Now we can add a strategy module to one of the strategies:
TravelTimeCalculatorArray ttimeCalc = new TravelTimeCalculator(scenario.getNetwork());
TravelTimeDistanceCostCalculator costCalc = new TravelTimeDistanceCostCalculator(ttimeCalc,config.charyparNagelScoring());
strategy2.addStrategyModule(new ReRouteDijkstra(scenario.getNetwork(), costCalc, ttimeCalc));
events.addHandler(ttimeCalc);
The actual strategy module added is the ReRoute-module. This module calculates the fastest route through the network from one location to another. Because the travel time on the network can vary depending on how many other agents are on the road (maybe causing traffic jams), the ReRoute-module needs some way to figure out the actual travel time on a link at a specified time. That’s what the TravelTimeCalculator is for: It analyzes the events from the mobility simulation and calculates the actual travel time on the links. This is why it has to be added to the events as a handler. The ReRoute-module will then query the TravelTimeCalculator when it has to find the fastest route. Additionally, the routing process needs link costs to find the cheapest route. The TravelTimeDistanceCostCalculator calculates link costs based on the actual travel times and the distance.
The first strategy remains without an actual StrategyModule.
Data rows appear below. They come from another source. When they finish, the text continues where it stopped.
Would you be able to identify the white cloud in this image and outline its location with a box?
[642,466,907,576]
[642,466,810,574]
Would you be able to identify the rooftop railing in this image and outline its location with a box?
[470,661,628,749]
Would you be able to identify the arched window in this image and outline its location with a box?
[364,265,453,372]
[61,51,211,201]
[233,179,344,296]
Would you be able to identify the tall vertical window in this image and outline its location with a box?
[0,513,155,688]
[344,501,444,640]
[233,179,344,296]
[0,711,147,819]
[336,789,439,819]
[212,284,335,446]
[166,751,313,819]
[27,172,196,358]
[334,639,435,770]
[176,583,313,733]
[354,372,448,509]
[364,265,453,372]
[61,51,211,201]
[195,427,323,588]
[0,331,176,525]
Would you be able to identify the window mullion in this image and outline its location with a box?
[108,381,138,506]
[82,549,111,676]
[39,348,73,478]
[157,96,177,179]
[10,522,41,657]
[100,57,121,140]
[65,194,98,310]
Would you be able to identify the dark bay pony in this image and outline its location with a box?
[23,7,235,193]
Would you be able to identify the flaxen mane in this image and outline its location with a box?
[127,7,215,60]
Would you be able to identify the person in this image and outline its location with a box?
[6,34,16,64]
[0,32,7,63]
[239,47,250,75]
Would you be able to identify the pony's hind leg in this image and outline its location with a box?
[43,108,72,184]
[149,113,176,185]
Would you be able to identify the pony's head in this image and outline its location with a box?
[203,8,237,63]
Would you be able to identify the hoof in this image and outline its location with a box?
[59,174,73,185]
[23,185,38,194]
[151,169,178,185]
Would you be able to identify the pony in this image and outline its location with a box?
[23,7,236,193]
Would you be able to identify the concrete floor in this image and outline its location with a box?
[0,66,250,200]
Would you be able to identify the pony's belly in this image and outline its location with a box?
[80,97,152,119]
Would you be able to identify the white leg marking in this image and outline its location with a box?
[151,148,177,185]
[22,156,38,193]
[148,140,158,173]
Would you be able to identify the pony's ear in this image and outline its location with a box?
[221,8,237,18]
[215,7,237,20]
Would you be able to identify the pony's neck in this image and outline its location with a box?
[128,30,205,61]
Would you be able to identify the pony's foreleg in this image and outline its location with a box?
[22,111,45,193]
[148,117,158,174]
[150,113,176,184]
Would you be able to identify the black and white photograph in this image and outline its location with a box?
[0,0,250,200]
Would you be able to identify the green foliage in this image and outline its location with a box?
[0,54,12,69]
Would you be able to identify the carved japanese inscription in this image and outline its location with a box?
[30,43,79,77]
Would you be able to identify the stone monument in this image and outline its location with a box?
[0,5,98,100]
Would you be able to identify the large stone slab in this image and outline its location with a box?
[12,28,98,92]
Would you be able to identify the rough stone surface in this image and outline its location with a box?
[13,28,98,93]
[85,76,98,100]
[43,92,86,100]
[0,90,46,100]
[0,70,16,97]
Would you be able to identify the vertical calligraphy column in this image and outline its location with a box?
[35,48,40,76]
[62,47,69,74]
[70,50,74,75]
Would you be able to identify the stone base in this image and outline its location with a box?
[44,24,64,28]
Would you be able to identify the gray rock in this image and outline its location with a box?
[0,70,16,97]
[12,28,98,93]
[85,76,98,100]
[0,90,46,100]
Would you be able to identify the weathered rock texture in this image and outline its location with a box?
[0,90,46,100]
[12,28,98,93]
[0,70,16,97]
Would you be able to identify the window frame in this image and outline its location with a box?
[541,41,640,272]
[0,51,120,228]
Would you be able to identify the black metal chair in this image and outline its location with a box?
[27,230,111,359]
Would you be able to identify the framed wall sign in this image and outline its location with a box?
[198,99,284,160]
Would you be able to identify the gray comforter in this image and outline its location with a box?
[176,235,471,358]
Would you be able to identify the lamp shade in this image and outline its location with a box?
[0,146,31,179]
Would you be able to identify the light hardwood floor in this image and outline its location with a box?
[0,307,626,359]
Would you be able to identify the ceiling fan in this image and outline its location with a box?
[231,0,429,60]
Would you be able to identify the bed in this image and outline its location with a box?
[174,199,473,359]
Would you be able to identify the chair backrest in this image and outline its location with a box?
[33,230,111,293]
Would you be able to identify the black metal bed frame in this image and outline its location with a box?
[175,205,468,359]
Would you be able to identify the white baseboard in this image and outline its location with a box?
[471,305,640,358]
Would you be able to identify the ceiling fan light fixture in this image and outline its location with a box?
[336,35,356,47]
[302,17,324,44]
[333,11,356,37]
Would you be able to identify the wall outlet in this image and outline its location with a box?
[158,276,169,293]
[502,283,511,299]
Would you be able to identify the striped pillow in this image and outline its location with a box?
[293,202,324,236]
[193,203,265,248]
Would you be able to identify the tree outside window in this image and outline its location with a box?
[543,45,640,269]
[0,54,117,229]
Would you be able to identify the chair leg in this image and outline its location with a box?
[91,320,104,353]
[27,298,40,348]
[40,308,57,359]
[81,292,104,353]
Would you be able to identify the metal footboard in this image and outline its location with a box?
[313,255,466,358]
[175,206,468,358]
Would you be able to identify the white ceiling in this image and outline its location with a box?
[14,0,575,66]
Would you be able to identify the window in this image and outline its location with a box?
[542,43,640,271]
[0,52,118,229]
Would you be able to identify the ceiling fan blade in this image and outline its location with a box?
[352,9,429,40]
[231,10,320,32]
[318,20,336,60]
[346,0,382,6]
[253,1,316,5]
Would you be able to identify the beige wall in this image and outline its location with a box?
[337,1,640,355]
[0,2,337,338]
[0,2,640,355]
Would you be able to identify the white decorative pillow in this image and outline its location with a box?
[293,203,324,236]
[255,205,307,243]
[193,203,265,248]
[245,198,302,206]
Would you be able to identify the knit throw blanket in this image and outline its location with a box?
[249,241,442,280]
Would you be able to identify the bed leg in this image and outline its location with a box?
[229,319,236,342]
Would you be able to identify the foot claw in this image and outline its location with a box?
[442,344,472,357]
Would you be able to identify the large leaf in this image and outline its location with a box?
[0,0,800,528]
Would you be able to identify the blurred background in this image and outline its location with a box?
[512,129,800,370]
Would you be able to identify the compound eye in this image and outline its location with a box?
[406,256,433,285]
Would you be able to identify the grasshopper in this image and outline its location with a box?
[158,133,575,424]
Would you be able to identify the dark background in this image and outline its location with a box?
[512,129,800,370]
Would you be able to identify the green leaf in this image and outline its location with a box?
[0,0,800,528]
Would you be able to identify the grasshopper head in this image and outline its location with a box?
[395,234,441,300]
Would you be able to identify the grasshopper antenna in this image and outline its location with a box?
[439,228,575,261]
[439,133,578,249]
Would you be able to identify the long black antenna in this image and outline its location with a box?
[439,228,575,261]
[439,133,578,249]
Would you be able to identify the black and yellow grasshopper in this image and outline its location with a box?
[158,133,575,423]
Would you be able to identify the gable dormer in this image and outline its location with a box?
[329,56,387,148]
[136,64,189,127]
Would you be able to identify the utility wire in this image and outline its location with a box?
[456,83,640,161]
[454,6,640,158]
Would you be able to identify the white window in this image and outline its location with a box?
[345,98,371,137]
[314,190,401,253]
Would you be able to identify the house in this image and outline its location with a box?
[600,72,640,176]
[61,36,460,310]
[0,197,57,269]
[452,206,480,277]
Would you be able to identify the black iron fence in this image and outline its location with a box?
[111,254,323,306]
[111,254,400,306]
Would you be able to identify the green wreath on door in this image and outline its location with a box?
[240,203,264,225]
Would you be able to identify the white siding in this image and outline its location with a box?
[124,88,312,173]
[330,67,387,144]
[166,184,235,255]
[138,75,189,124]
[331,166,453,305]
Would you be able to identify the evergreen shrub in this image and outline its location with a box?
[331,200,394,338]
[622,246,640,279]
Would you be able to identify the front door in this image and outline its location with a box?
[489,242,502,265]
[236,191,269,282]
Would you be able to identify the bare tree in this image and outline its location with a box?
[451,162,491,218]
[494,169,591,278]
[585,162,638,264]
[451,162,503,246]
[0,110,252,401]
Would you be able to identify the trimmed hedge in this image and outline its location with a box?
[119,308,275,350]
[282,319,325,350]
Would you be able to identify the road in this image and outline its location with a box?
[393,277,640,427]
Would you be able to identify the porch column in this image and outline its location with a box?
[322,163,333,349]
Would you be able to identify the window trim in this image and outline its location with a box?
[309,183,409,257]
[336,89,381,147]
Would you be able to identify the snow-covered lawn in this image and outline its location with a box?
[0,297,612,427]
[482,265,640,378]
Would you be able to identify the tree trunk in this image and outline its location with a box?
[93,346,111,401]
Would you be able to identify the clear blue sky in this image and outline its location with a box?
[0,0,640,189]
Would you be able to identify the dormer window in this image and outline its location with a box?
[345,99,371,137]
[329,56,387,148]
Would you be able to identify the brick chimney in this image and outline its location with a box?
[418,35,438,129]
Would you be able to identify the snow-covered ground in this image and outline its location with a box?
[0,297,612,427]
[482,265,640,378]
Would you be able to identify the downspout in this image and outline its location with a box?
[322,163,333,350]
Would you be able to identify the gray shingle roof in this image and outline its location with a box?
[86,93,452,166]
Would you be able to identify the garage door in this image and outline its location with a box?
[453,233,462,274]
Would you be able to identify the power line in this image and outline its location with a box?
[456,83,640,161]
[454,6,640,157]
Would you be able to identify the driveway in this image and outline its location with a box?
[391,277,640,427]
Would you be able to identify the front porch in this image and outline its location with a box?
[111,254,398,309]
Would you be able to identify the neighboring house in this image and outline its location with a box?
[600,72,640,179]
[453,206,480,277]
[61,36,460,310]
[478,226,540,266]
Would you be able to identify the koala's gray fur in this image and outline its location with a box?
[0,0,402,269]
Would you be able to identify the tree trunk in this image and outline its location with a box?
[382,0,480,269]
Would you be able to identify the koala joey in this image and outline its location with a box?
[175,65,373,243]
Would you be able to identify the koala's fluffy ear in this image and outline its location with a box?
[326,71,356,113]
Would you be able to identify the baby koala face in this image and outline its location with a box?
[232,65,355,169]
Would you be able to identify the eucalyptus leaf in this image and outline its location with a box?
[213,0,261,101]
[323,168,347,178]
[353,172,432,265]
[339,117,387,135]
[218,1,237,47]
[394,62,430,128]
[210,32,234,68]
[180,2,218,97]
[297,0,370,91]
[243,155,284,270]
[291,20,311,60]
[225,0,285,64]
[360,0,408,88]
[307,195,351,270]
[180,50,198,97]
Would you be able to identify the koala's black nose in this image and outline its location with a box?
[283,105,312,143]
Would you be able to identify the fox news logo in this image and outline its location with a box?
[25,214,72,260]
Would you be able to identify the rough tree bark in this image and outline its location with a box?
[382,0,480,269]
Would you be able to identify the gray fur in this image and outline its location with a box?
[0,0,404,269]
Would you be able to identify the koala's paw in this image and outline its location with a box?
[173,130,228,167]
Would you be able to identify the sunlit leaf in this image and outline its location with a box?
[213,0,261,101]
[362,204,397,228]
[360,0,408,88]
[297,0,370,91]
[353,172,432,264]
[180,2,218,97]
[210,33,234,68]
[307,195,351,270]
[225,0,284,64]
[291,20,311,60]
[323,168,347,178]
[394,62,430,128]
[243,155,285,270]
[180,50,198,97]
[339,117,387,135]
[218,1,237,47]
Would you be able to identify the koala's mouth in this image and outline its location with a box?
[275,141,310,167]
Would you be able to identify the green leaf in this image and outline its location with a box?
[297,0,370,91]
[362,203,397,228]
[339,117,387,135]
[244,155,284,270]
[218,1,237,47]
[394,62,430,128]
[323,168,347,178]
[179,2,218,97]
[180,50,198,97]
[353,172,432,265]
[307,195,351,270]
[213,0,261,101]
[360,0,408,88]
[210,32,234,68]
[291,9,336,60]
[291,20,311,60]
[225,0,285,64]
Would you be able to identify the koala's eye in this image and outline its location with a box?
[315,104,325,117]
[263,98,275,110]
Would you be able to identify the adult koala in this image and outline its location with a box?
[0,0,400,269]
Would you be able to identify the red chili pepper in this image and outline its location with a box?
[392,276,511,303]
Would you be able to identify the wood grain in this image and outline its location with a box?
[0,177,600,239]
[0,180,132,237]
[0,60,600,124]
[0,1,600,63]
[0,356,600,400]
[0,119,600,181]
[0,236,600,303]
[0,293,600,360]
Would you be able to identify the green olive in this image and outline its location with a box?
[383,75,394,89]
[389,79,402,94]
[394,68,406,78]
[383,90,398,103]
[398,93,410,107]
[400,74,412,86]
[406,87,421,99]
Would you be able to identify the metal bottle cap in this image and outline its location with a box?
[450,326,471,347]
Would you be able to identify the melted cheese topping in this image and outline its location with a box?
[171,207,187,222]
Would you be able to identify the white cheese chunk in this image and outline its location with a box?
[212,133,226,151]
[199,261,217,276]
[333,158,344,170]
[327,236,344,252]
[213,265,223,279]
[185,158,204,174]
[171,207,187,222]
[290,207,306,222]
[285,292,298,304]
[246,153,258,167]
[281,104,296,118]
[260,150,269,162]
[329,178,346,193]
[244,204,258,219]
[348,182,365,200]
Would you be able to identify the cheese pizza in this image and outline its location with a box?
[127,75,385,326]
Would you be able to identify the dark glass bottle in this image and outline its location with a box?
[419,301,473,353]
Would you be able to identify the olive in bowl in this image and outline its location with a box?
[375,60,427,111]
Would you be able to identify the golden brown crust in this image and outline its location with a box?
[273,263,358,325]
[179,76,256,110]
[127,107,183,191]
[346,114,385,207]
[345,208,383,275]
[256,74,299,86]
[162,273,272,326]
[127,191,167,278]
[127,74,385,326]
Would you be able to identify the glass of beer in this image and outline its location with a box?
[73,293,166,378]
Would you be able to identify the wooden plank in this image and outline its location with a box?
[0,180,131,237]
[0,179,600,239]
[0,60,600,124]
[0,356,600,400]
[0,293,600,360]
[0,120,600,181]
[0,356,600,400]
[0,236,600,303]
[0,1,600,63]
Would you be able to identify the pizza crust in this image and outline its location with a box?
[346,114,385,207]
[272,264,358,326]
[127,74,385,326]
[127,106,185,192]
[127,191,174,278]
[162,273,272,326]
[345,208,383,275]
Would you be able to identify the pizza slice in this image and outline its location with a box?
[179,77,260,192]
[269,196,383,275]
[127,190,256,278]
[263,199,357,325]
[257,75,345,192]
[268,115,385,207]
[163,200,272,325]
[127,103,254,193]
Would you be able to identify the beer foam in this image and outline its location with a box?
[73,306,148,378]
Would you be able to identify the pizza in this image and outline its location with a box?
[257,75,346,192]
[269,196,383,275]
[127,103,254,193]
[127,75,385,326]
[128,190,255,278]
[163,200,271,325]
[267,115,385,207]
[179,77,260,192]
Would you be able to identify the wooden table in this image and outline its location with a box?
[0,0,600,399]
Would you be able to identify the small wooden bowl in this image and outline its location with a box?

It will just select the plan with the best score of an agent for the next execution of the mobility simulation.
In the iteration loop, we can now call the strategyManager to re-plan the agents after the mobility simulation ran and the score is updated:
strategyManager.run(scenario.getPopulation());
If you run this example (you can find it in src/tutorial/MyControler5.java), you should see a similar output than in one of the previous, config-file only, examples.
Congratulations, you have just written your first useful MATSim controler. You can now start to extend it, add your own re-planning modules or implement your own mobility simulation. A good starting point may be to improve your current controler by eliminating some of the flaws. As an example, currently the events of each iteration overwrite the previous iteration’s events. You may want to create a new eventWriter for every iteration. In that case, do not forget to remove the old eventWriter with events.removeHandler(eventWriter). Or you may just re-init the eventWriter with a new filename: eventWriter.init(newFilename).
Another possibility is to move some hard coded settings to the configuration file and using config.getParam(moduleName, paramName) to access the values. The number of iterations may be a good example of a value that could be specified in the configuration file.
You can find additional documentation on our website in the developer’s guide at www.matsim.org.
If you plan to set up your own scenario, you need a network and a description of a population. Have a look at the provided example files to get a better understanding of the file formats. The creation of the population can be based on a variety of data (census, commuter matrices, …), whatever is available. The page “Building a new Scenario” (http://matsim.org/docs/new-scenario) gives further information about that topic.
If you want to customize your analysis, reading the Event and Controler Programming tutorials is highly recommended.
Have fun with MATSim! We would be happy to hear from you what for you are using MATSim.